La conservación de la fauna silvestre no depende únicamente de la protección legal de los espacios naturales. También requiere minimizar las molestias humanas en momentos especialmente delicados, como la época de reproducción. En este contexto, la organización ecologista Ekologistak Martxan ha denunciado la realización de vuelos de parapente en las inmediaciones de zonas de nidificación de alimoche común (Neophron percnopterus) en el Parque Natural de Gorbeia y en la Zona Especial de Conservación (ZEC) Entzia, dos enclaves de gran valor ecológico del País Vasco.
Una amenaza para una especie vulnerable
El alimoche es una de las aves carroñeras más emblemáticas de la fauna ibérica. Aunque su presencia sigue siendo relativamente frecuente en algunas regiones, sus poblaciones han experimentado importantes descensos durante las últimas décadas debido a múltiples amenazas, entre ellas el uso de venenos, la pérdida de hábitat, las colisiones con infraestructuras y las molestias humanas durante la reproducción.
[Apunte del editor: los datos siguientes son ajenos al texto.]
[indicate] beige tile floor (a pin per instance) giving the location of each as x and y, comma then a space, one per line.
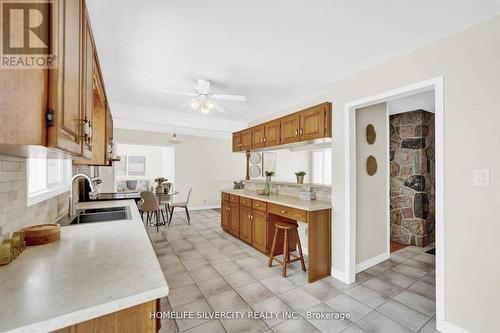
209, 270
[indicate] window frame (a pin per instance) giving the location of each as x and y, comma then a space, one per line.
52, 190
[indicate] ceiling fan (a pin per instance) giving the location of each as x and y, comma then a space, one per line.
205, 100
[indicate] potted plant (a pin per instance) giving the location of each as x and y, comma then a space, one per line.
159, 184
300, 176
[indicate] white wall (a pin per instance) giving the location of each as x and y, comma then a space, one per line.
470, 65
160, 161
205, 164
371, 191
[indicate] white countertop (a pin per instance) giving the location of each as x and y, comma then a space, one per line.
95, 269
285, 200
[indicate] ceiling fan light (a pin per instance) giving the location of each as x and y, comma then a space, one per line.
195, 104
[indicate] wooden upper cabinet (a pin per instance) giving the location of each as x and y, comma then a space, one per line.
246, 139
290, 129
308, 124
312, 123
272, 133
258, 136
88, 94
65, 81
236, 141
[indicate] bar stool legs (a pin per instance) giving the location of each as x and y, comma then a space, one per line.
286, 227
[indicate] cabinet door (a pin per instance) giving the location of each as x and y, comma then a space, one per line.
236, 141
272, 133
234, 221
246, 224
312, 123
88, 93
109, 135
290, 129
225, 216
258, 136
259, 230
65, 81
246, 139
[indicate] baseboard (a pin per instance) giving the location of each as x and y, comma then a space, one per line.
451, 328
372, 262
339, 275
202, 207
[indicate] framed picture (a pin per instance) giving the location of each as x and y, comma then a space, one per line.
268, 162
121, 166
136, 165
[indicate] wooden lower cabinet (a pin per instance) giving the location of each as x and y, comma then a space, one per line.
259, 230
253, 221
134, 320
225, 216
234, 221
246, 224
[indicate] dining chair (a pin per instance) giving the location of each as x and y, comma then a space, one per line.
182, 204
151, 206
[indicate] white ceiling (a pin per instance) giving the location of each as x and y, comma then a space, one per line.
277, 53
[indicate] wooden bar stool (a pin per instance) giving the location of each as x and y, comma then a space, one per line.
286, 228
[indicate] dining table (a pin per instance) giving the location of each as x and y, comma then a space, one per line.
165, 199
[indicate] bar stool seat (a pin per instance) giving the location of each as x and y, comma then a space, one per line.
286, 228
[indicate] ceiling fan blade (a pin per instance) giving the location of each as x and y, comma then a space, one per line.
236, 98
186, 93
220, 107
203, 87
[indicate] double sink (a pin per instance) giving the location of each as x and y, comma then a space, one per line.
93, 215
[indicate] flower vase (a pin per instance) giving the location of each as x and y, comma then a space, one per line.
267, 187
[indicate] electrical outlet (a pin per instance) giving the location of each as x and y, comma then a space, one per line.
481, 177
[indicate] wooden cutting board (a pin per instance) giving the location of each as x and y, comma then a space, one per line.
42, 234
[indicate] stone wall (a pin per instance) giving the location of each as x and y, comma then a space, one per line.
412, 177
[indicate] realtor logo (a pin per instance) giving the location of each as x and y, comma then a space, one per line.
26, 34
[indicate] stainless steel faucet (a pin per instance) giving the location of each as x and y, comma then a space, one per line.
72, 203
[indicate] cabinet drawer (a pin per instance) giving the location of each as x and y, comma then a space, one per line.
259, 205
234, 198
289, 212
245, 202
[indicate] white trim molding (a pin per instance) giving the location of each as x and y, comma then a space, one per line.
372, 261
435, 84
339, 275
451, 328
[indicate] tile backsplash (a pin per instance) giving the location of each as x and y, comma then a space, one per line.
323, 192
14, 213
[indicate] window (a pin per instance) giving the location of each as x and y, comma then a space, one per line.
322, 167
47, 178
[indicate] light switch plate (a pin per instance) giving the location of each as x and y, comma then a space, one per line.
481, 177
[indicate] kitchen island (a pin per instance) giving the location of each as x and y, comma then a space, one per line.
96, 270
251, 217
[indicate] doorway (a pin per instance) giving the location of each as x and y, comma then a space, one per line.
351, 239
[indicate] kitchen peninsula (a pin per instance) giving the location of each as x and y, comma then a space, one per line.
103, 274
251, 217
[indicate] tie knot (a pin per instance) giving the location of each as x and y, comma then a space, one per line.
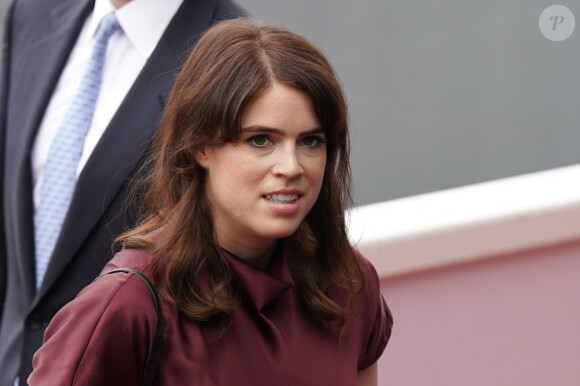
108, 26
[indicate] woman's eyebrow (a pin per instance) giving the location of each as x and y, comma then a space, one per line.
264, 129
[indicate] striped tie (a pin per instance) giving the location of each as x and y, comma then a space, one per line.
59, 177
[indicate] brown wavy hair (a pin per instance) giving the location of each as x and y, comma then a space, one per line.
231, 64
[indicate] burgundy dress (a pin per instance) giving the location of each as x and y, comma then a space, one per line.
103, 337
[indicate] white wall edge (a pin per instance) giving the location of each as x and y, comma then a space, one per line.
469, 223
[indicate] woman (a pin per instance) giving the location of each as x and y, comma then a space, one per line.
243, 235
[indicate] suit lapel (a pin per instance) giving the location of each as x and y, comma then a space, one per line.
35, 72
128, 135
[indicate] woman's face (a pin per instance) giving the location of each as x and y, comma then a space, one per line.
262, 186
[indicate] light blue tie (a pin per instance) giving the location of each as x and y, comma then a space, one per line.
65, 151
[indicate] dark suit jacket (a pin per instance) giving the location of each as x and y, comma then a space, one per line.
39, 37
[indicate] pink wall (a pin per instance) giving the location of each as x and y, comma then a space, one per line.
512, 320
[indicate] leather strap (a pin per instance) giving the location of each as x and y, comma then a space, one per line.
158, 339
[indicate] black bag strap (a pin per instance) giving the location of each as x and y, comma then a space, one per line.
158, 339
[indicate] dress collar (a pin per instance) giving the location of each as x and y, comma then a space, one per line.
262, 286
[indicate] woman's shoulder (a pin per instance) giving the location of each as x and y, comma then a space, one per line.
129, 258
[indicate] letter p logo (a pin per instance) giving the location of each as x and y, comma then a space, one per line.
557, 23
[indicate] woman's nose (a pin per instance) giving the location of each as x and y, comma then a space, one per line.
288, 163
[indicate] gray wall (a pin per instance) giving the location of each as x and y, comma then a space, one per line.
444, 93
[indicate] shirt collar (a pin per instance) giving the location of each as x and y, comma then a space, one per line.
142, 21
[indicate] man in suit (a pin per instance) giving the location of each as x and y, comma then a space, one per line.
43, 46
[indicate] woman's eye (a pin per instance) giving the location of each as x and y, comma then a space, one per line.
312, 141
259, 140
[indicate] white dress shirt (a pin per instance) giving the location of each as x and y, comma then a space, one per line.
142, 25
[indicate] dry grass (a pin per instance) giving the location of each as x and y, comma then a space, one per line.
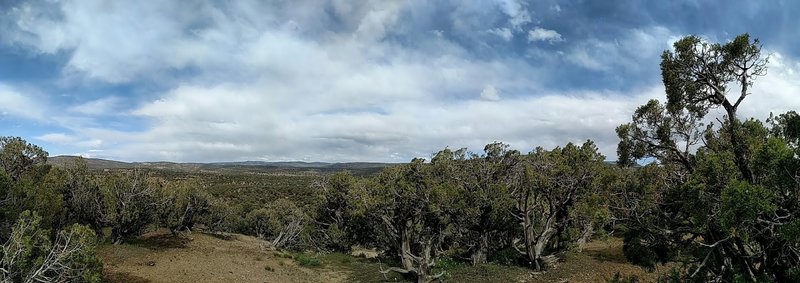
158, 257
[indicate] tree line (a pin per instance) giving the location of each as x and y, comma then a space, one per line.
720, 198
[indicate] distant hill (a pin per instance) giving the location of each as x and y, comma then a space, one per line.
246, 166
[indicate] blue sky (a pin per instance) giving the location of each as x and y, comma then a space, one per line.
346, 80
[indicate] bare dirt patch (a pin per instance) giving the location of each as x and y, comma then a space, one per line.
159, 257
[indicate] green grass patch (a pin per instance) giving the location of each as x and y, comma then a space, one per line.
306, 260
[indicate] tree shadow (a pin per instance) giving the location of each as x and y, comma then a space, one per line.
161, 242
126, 277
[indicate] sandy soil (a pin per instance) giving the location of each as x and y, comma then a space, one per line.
158, 257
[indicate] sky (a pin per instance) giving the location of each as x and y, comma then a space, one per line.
342, 80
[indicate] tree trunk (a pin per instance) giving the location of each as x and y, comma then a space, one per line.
479, 255
588, 230
405, 247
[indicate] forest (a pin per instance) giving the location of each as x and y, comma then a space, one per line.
716, 196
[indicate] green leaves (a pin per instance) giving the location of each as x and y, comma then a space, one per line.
741, 205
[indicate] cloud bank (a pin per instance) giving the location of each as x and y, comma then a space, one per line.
332, 80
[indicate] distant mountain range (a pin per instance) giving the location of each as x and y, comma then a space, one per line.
356, 167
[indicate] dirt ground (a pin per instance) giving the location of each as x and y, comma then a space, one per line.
158, 257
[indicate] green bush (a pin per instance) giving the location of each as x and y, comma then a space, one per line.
305, 260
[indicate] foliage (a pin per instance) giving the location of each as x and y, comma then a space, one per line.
183, 203
131, 202
722, 204
30, 256
281, 222
18, 156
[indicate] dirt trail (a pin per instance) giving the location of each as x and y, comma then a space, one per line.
158, 257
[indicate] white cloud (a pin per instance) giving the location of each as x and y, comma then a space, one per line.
16, 104
490, 93
102, 106
276, 83
517, 13
503, 33
639, 48
541, 34
57, 138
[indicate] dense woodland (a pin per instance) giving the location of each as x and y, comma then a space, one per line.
719, 196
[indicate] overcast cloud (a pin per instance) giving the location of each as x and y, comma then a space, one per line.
349, 80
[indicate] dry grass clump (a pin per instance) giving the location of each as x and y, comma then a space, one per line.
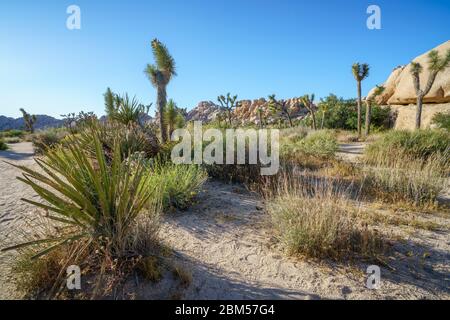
177, 184
415, 181
418, 144
318, 221
3, 145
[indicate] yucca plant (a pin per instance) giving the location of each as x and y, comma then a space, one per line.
160, 75
308, 102
436, 64
93, 199
124, 109
29, 120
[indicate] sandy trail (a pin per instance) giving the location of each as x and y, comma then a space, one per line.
224, 239
12, 211
233, 255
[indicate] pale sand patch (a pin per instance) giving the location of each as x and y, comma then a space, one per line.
232, 254
225, 241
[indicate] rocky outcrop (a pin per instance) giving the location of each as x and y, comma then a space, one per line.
400, 88
405, 115
400, 94
43, 121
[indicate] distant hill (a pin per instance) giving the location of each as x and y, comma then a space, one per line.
42, 122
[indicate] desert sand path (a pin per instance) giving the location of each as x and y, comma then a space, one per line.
227, 244
225, 241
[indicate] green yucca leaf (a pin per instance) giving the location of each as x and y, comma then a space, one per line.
88, 194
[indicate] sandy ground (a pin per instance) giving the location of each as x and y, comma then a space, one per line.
351, 151
225, 242
12, 211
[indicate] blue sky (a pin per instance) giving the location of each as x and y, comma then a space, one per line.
252, 48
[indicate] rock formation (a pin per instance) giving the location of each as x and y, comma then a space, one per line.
400, 94
246, 111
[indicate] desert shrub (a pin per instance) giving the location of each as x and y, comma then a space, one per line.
419, 144
47, 139
177, 184
339, 113
407, 179
442, 120
94, 199
318, 221
12, 134
12, 140
3, 145
310, 151
131, 138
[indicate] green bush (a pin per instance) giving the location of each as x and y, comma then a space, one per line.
418, 144
177, 184
342, 114
91, 199
12, 134
320, 144
3, 145
47, 139
407, 179
442, 120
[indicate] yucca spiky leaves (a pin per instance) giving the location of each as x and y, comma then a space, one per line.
94, 199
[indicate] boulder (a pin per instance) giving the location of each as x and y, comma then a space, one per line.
400, 88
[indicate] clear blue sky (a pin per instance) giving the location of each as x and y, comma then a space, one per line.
248, 47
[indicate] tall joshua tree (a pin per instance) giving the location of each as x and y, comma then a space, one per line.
29, 120
379, 90
228, 103
360, 72
308, 102
160, 75
170, 114
282, 107
436, 64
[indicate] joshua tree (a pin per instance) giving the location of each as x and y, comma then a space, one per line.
436, 64
228, 103
379, 90
360, 72
29, 120
170, 116
282, 107
160, 75
260, 116
308, 102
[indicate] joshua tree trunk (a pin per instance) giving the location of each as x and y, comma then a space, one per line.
161, 102
368, 116
419, 111
290, 120
323, 119
260, 119
359, 108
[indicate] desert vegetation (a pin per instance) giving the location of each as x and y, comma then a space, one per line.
106, 187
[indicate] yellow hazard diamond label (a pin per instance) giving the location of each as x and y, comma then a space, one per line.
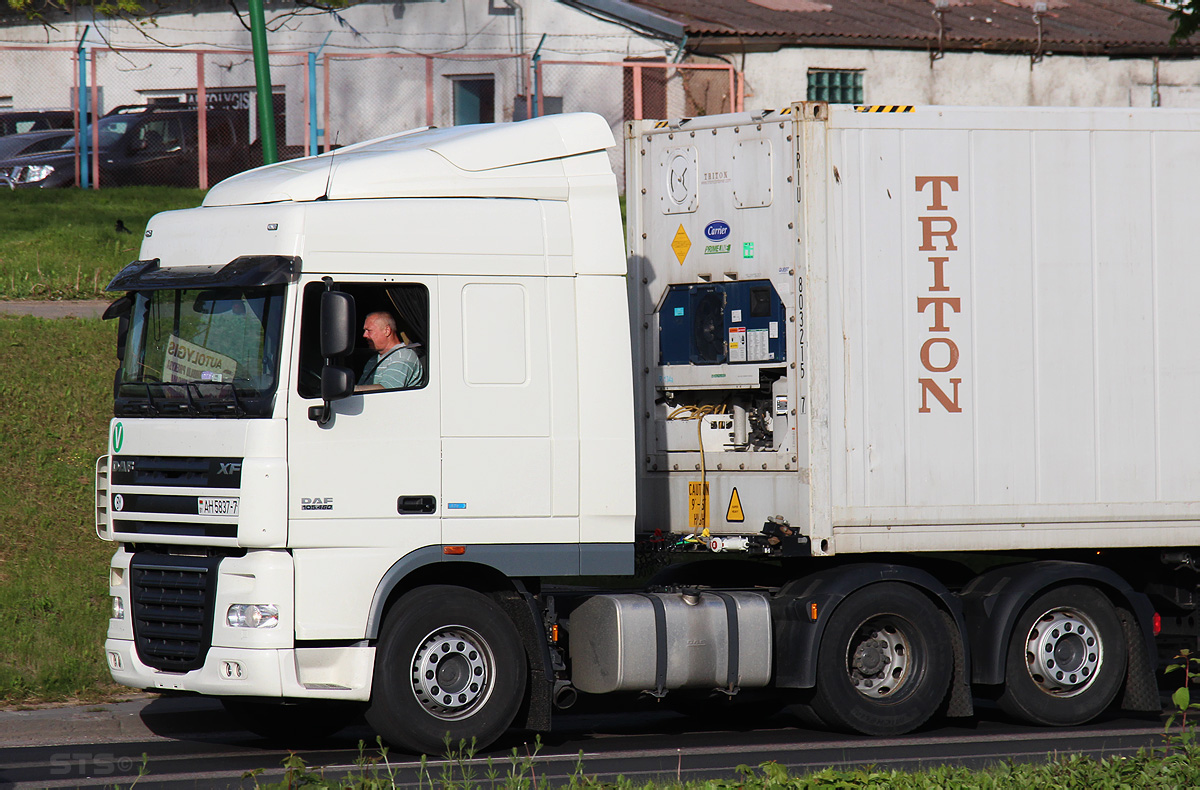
681, 244
697, 507
733, 513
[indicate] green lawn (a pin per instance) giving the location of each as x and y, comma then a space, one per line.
64, 244
55, 399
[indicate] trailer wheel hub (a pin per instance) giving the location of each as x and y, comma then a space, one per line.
453, 672
1062, 652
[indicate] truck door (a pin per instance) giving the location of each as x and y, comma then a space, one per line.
364, 490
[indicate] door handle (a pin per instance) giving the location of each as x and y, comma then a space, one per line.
411, 506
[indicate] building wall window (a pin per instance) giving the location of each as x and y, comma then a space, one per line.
474, 100
835, 85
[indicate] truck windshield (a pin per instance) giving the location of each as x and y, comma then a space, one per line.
202, 353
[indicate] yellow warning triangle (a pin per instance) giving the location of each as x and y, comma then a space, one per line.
681, 244
733, 513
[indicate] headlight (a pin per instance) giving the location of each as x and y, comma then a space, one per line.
31, 173
253, 616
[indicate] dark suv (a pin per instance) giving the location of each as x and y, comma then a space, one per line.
143, 145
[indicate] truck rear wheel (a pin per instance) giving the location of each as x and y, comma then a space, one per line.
885, 663
449, 664
1066, 658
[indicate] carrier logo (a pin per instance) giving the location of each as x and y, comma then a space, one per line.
717, 231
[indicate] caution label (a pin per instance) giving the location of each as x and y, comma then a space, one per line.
697, 506
733, 513
681, 244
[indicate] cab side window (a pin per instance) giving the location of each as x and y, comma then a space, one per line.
394, 336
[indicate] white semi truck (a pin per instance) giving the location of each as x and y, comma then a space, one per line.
885, 411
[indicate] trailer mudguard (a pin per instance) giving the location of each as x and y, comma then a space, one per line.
994, 600
798, 638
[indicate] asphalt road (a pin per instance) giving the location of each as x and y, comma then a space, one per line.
191, 743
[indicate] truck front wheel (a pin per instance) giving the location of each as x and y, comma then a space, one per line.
449, 664
1066, 658
885, 662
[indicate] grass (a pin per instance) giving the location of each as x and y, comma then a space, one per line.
55, 398
64, 244
1174, 765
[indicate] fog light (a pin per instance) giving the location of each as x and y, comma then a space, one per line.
253, 616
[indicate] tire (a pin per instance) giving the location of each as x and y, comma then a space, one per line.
449, 664
1066, 658
885, 662
292, 723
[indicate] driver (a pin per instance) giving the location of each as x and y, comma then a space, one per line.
396, 365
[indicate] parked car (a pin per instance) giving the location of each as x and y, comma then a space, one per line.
34, 142
15, 121
142, 145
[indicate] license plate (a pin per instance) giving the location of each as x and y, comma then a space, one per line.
216, 506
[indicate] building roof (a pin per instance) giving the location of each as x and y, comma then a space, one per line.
1113, 28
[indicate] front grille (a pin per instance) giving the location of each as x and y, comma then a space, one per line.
173, 609
175, 471
189, 528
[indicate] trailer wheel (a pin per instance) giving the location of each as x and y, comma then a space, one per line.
300, 723
885, 663
449, 664
1066, 658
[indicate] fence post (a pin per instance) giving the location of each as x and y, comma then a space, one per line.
637, 91
95, 125
537, 78
202, 123
429, 90
324, 131
82, 96
310, 106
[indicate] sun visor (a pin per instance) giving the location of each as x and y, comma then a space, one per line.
247, 271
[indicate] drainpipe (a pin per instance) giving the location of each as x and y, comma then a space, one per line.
537, 77
519, 23
83, 109
313, 132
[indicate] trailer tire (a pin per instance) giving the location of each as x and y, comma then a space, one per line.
885, 662
292, 724
449, 669
1066, 659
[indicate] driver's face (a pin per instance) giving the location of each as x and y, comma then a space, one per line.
376, 334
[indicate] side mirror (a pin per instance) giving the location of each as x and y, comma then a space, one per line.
337, 334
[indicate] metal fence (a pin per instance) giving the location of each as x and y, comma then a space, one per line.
207, 101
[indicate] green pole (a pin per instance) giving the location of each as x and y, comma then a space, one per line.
263, 81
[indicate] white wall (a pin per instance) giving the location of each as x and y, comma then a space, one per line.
898, 77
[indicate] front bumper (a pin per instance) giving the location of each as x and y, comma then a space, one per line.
325, 672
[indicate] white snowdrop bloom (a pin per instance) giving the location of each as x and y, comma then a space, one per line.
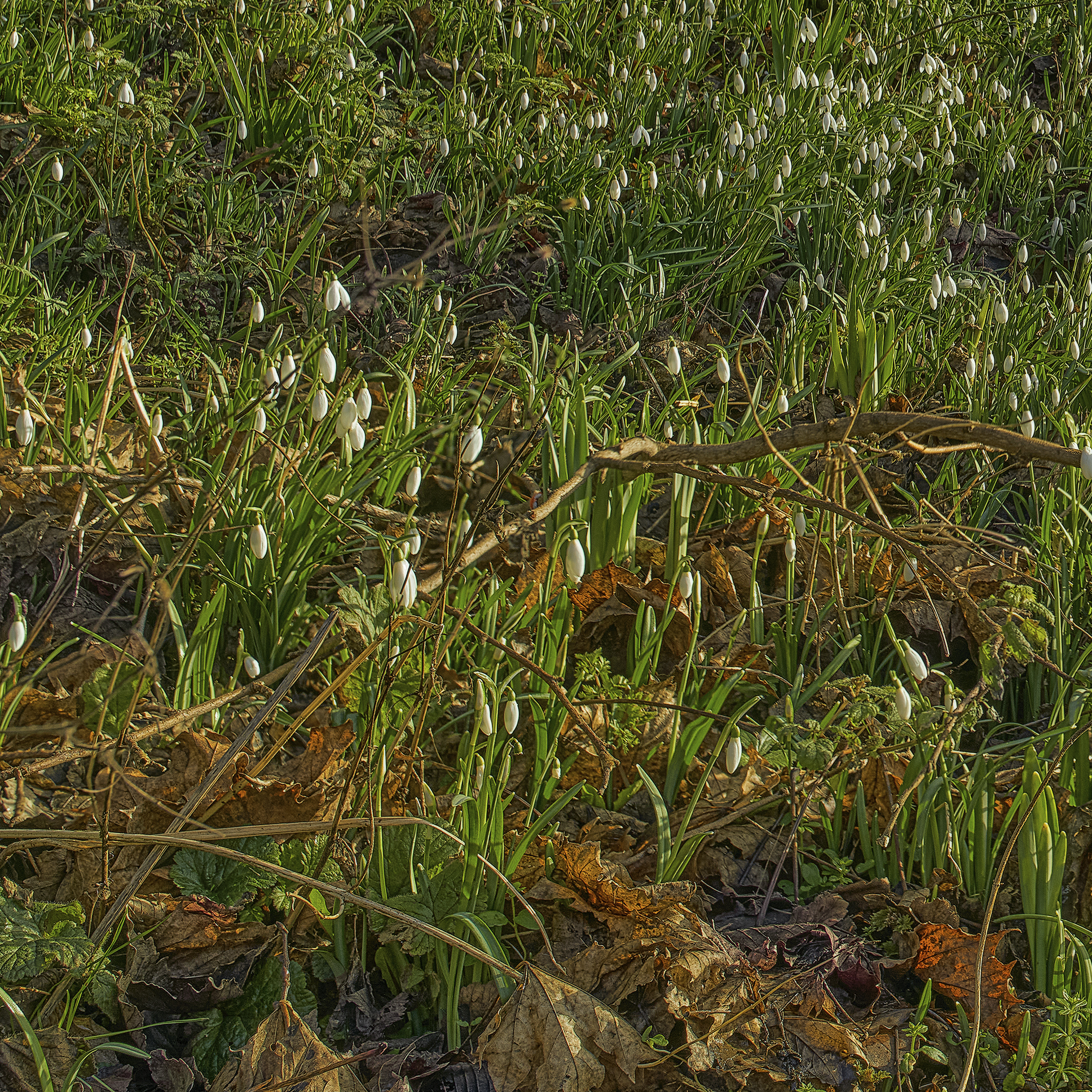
575, 560
472, 444
259, 542
24, 427
902, 702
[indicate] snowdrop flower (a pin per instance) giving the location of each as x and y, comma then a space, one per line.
733, 751
472, 444
24, 427
259, 541
904, 704
575, 561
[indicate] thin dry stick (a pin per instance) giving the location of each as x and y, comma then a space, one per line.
193, 801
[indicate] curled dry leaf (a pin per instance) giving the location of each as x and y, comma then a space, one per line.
285, 1050
551, 1037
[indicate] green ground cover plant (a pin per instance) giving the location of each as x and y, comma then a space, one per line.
544, 544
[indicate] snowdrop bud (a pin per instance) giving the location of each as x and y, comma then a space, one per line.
24, 427
733, 751
328, 364
575, 561
902, 703
259, 542
914, 663
472, 444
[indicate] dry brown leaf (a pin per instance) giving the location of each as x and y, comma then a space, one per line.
947, 957
284, 1049
552, 1037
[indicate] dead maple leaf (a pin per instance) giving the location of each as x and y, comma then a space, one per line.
284, 1050
947, 957
553, 1038
597, 587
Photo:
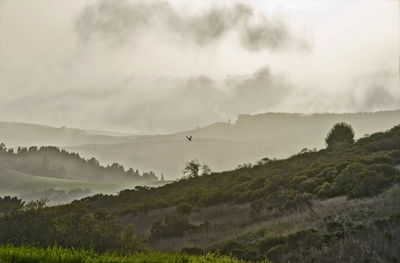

Se trata de una especie especialmente sensible a cualquier alteración cerca de sus nidos. Los alimoches suelen instalarse en cortados rocosos y zonas escarpadas donde buscan tranquilidad para incubar sus huevos y criar a sus pollos. La presencia repetida de personas o actividades recreativas en las proximidades puede provocar estrés, abandono temporal del nido e incluso el fracaso reproductor.
Vuelos muy próximos a zonas de nidificación
Según la denuncia de Ekologistak Martxan, un observador especializado detectó recientemente un parapente volando a escasa distancia de un enclave utilizado habitualmente por una pareja reproductora de alimoche en Gorbeia. Además, la organización señala que también se han observado vuelos similares en la ZEC Entzia, un espacio que alberga importantes comunidades de aves rupícolas.
Los ecologistas alertan de que estas actividades podrían coincidir con uno de los periodos más críticos del año para las aves reproductoras, cuando cualquier perturbación puede tener consecuencias sobre el éxito de la cría.
El reto de compatibilizar deporte y conservación
El parapente es una actividad que permite disfrutar de la naturaleza desde una perspectiva única y que cuenta con numerosos aficionados. Sin embargo, expertos en conservación recuerdan que determinadas prácticas deportivas pueden generar impactos sobre la fauna cuando se desarrollan en áreas sensibles.
Las aves rapaces suelen interpretar la presencia de parapentes, alas delta o drones como una posible amenaza, especialmente cuando sobrevuelan sus territorios de cría. Por este motivo, en numerosos espacios protegidos existen regulaciones específicas que limitan o restringen estas actividades durante determinadas épocas del año.
La convivencia entre el uso recreativo de la naturaleza y la conservación de la biodiversidad es posible, pero requiere planificación, información y respeto por las normas de protección ambiental.
La importancia de proteger la tranquilidad de la fauna
Durante la primavera y el verano muchas especies de aves atraviesan su periodo reproductor. En estas semanas, la tranquilidad resulta fundamental para garantizar que los huevos sean incubados correctamente y que los polluelos puedan desarrollarse sin riesgos añadidos.
Las molestias repetidas pueden parecer insignificantes desde la perspectiva humana, pero para animales que dependen de un entorno estable pueden convertirse en un factor determinante para el éxito o fracaso de una temporada reproductiva.
Por ello, organizaciones conservacionistas y administraciones ambientales insisten en la necesidad de respetar las restricciones temporales en áreas protegidas y mantener una distancia prudente respecto a nidos, colonias de cría y refugios de fauna silvestre.
Una responsabilidad compartida
La protección de especies vulnerables como el alimoche no depende únicamente de las autoridades ambientales. Deportistas, excursionistas, fotógrafos de naturaleza y visitantes en general desempeñan un papel clave en la conservación de estos animales.
Respetar la señalización, informarse sobre las restricciones vigentes y evitar acercarse a zonas de nidificación son acciones sencillas que contribuyen a preservar la biodiversidad y a garantizar que especies amenazadas puedan seguir formando parte de nuestros ecosistemas.